In Eqs. 2 to 4, the coefficient of lagged profits and other explanatory variables—\(\beta\), \(\delta ,\) \(\eta\), \(\theta ,\) \(\rho ,\) \(\mathop \varphi \limits^{\prime }\) are coefficients in the model. \(\alpha_{i}\) and \(\gamma_{t}\) controls for unobserved heterogeneity and time-specific effects that influence the dependent variable. \(\varepsilon_{it}\) is the error term for bank i in year t. \(Year_{i}\)- control for year effects by introducing year dummies. Unit root test is necessary to check that none of the variables of P-ARDL models is I2. Unit root results are presented in Table 4.

Results and discussion

Table 3 presents the summary statistics of the key variables; the dependent variables (ROE, ROA, and NIM), and the independent variables, namely Basel capital ratios, bank-specific ratios, and macroeconomic variables. Table 3 shows some interesting features of Basel capital ratios. The simulated Basel IV capital ratio (BIV_capratio), Basel II, III capital ratio (BII_capratio and BIII_capratio) presents a high average mean above the minimum Basel CAR. This could be due to some of the banks having much equity capital that is not utilized to generate more profits due to increasing bank loans, and fear of losses. However, the standard deviation of the BII_capratio and BIII_capratio in Table 3 is low, suggesting that many of the banks have difficulty achieving the minimum CAR. Also, the African banks not utilizing their equity explains why the average return on assets (ROA) is low at 2.68 percent. Some banks may have high non-performing loans ranging to 63.4 percent of total bank assets. This may pose a liquidity threat to banks struggling to survive and lead to erosion of capital due to the high incidence of failing loans.

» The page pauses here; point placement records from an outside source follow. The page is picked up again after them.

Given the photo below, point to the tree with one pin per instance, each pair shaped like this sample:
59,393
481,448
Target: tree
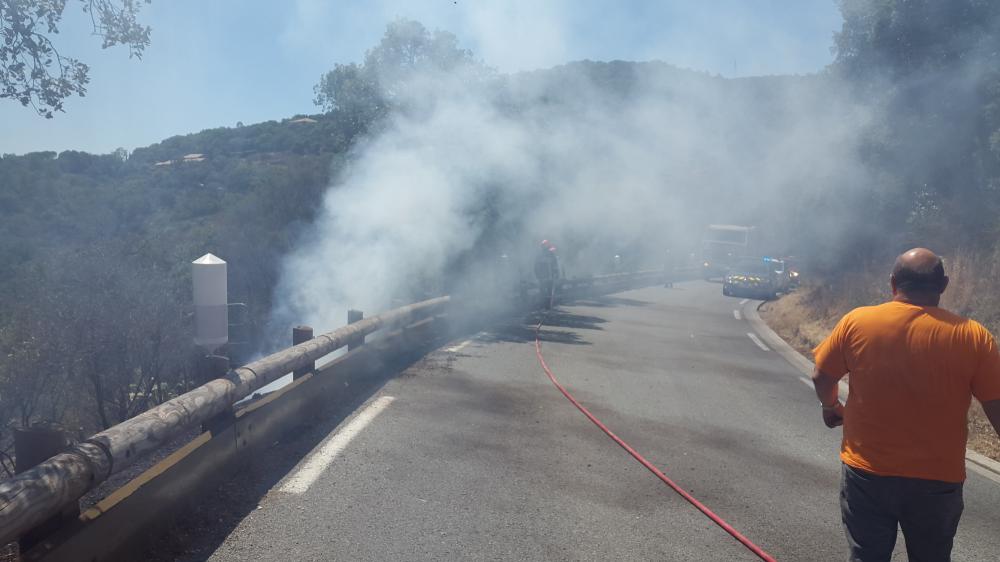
407,50
34,72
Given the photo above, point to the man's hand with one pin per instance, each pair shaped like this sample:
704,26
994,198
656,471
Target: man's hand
834,416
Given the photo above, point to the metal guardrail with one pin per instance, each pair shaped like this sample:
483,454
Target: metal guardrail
34,496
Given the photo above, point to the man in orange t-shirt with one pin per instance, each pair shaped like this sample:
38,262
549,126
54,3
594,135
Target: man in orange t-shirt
914,368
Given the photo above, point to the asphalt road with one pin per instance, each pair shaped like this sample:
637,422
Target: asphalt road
474,455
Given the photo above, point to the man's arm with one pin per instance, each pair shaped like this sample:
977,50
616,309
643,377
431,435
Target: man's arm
992,409
828,392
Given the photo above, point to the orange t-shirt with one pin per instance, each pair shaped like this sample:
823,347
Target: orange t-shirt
914,371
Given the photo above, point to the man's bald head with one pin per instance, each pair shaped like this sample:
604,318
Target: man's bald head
919,271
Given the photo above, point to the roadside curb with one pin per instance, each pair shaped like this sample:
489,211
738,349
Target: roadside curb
977,462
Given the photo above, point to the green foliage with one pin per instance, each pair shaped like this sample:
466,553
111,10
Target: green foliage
95,255
407,50
33,72
932,69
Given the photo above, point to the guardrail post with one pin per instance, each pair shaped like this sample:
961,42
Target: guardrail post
302,334
215,367
32,446
352,317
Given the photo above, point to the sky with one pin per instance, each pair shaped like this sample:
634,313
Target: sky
213,63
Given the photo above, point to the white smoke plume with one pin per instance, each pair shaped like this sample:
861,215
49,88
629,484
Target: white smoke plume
600,158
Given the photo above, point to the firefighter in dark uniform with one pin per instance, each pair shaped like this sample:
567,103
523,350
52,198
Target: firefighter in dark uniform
547,272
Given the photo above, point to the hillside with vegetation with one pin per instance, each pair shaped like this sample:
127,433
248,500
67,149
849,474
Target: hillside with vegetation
95,250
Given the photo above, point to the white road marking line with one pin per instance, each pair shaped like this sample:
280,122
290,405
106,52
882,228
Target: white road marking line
757,341
457,348
320,459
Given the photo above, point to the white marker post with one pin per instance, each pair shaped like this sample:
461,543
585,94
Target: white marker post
211,303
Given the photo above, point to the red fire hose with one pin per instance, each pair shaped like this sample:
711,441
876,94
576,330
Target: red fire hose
642,460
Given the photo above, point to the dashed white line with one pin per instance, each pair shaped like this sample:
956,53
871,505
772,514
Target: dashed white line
757,341
332,446
459,347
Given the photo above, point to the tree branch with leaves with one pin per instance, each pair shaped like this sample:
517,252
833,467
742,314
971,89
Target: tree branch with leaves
34,72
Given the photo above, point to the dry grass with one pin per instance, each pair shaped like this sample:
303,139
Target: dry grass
804,318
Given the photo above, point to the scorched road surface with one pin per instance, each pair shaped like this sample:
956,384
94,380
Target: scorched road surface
472,454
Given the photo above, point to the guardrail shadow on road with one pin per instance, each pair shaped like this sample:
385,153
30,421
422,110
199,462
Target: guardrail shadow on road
524,333
608,301
122,524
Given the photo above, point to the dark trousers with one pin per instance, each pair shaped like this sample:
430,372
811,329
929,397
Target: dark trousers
926,510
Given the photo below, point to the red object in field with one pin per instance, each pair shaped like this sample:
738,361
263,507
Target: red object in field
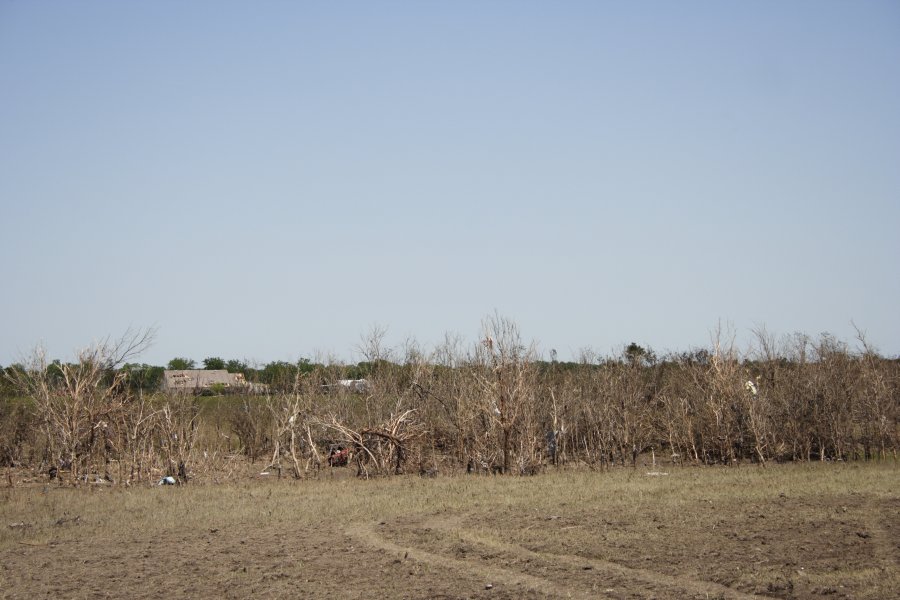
338,456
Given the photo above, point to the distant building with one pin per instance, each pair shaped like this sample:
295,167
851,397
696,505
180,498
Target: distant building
196,381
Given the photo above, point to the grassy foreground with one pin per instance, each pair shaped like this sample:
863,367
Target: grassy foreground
804,530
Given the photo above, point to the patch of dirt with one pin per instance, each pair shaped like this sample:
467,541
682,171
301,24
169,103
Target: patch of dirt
838,546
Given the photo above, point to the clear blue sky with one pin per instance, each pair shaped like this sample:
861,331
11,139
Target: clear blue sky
269,180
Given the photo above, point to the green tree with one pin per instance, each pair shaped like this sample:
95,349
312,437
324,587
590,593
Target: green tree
181,364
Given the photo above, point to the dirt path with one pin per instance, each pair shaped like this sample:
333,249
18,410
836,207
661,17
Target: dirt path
549,574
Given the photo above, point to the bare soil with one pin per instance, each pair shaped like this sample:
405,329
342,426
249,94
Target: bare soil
693,533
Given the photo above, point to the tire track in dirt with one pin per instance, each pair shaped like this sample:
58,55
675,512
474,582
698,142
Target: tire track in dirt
643,582
649,581
494,575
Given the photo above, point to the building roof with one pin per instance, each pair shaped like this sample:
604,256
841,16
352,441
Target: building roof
193,379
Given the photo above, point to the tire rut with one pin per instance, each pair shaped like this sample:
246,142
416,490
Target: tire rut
634,581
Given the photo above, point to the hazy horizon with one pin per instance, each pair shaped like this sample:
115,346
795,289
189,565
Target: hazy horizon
266,182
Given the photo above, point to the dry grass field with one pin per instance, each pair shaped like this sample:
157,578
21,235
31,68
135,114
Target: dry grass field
790,531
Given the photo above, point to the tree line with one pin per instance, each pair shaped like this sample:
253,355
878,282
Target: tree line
489,406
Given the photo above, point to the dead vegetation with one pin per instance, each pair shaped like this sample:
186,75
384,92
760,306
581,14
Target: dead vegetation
489,407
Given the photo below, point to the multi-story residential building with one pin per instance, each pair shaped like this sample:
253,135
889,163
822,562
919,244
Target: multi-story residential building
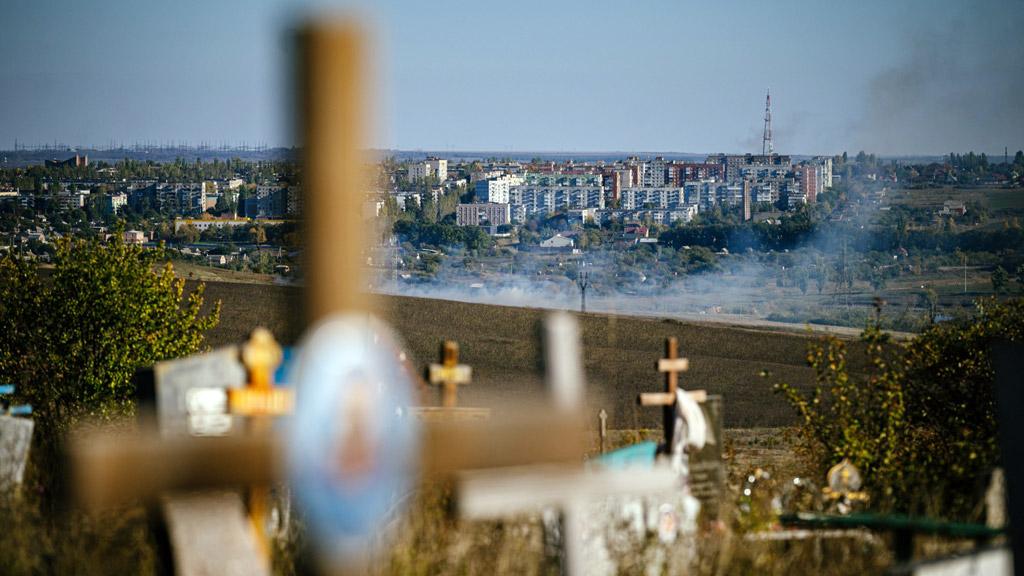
808,182
72,199
114,203
826,175
545,199
483,214
270,201
654,172
436,167
495,190
651,197
682,172
738,167
653,215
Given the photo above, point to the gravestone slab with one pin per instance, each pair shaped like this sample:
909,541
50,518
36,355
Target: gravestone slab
210,536
15,439
192,393
707,466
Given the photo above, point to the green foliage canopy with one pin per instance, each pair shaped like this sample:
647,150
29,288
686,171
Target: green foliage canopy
72,341
921,423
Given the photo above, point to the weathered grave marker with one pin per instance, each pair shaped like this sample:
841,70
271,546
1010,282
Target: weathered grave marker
190,394
494,494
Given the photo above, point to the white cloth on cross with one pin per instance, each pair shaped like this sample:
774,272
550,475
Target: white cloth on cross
690,430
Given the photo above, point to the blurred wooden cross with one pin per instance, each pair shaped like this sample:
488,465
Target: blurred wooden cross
450,375
671,365
260,400
115,468
495,494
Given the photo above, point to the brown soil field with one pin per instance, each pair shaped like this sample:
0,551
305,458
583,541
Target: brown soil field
502,343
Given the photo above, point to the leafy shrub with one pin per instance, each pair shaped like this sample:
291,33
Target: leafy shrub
72,341
921,424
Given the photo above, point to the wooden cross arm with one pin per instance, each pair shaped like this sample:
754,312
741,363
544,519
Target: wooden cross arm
673,365
261,402
511,441
460,374
493,494
112,469
667,399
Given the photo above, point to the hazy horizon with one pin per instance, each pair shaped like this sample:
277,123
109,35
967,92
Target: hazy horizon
916,78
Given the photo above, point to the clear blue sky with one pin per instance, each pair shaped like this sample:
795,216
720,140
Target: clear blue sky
921,77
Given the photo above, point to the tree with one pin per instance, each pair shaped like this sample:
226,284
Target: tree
258,235
920,422
999,280
72,343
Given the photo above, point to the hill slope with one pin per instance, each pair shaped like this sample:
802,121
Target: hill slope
502,343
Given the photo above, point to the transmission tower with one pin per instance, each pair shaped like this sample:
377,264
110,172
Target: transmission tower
583,282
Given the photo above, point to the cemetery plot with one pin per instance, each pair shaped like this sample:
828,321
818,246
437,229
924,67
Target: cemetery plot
15,440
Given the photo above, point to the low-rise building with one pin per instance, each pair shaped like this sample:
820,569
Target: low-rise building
483,214
134,237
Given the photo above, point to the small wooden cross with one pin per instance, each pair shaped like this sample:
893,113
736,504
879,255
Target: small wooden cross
671,365
493,494
450,373
261,400
261,356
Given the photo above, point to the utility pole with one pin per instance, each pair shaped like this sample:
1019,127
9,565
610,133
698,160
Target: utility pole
965,273
583,281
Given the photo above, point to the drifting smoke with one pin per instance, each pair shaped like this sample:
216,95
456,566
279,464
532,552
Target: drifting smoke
957,88
740,288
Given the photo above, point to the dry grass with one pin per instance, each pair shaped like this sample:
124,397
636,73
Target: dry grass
502,343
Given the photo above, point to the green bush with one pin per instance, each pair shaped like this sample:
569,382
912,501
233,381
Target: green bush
921,424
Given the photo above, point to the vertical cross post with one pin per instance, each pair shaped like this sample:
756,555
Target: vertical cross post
450,373
671,365
260,401
333,123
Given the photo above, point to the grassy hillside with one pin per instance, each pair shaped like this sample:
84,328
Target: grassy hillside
502,343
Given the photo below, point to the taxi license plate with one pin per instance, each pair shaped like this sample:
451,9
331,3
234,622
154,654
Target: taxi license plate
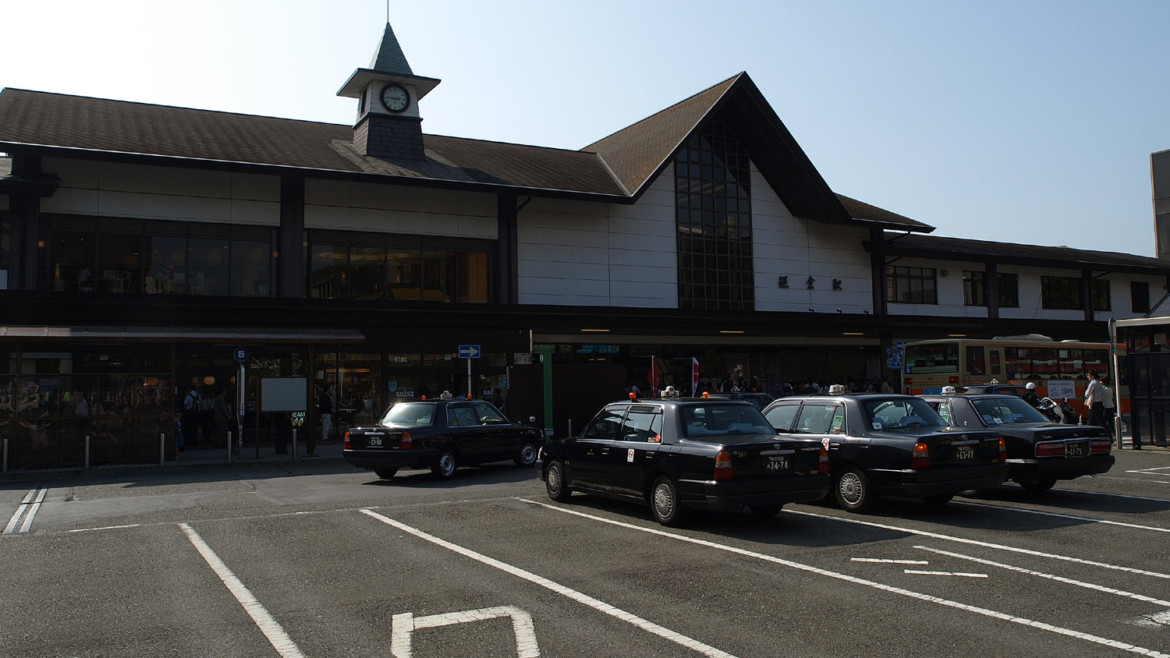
777,463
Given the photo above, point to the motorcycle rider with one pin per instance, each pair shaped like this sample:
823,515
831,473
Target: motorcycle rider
1030,396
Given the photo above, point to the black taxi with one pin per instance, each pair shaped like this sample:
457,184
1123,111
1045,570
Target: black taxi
686,453
890,444
440,434
1039,451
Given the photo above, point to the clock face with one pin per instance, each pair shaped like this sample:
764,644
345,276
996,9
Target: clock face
394,97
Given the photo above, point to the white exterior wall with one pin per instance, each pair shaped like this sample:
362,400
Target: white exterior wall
950,294
799,248
382,208
578,253
166,193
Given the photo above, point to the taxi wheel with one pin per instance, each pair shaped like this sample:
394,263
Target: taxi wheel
555,484
765,511
445,466
665,502
1037,486
853,492
528,451
937,500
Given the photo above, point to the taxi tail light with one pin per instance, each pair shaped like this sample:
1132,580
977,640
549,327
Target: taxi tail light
921,458
1100,446
723,468
1051,449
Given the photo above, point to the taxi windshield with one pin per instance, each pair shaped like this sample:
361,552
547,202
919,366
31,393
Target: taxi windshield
1006,411
901,415
702,420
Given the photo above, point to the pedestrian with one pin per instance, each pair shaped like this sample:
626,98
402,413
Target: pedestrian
325,410
1108,406
190,419
1094,401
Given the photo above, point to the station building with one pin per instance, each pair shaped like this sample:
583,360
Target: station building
143,246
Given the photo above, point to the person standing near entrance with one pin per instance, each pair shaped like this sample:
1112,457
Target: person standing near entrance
1094,399
325,410
190,418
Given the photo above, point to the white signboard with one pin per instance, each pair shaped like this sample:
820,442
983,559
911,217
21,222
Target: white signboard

Table 3 Summary statistics of key variables.

The loan deposit ratio (loan_deposit) shows that, on average, banks in Africa have a high loan to deposit ratio at 87 percent. Some African banks issue loans five times above their own deposits, with the highest range of the ratio at 574.305. Such banks put themselves under liquidity problems and can face the risk of bankruptcy. Capitec bank South Africa has a high loan_deposit ratio at 574.305. It is also the bank having a high Basel IV capital ratio of 301.7 percent. If Basel III or IV CAR had been implemented in the year these events happened (between 2002 and 2004), the non-risk weighted leverage ratio would have acted as a back-stopper for such banks to either reduce lending or increase their capital level to 301 percent to issue more loans five times above their total deposits. The variables presented in Table 3 are logged for subsequent data analysis to eliminate outliers as shown by the spread between min and max values in Table 3. Also, after logging the dependent and independent variables in the study, the three dependent variables became left-skewed.

Panel unit roots test

The Augmented Dicker Fuller (ADF) and Phillips–Perron (PPT) unit root test for P-ARDL models are given in Table 4. All the variables are stationary at level using ADF unit root test. The ADF and PPT panel unit root test results for ROE, BIIcap BIIIcap BIVcap and Gdpgrowth show that at level, the p value is significant at 5 percent. Therefore, the study rejects the \({H}_{0}\) and accept \({H}_{1}\). The result shows that the variables are stationary at level, so there is no need for further differencing.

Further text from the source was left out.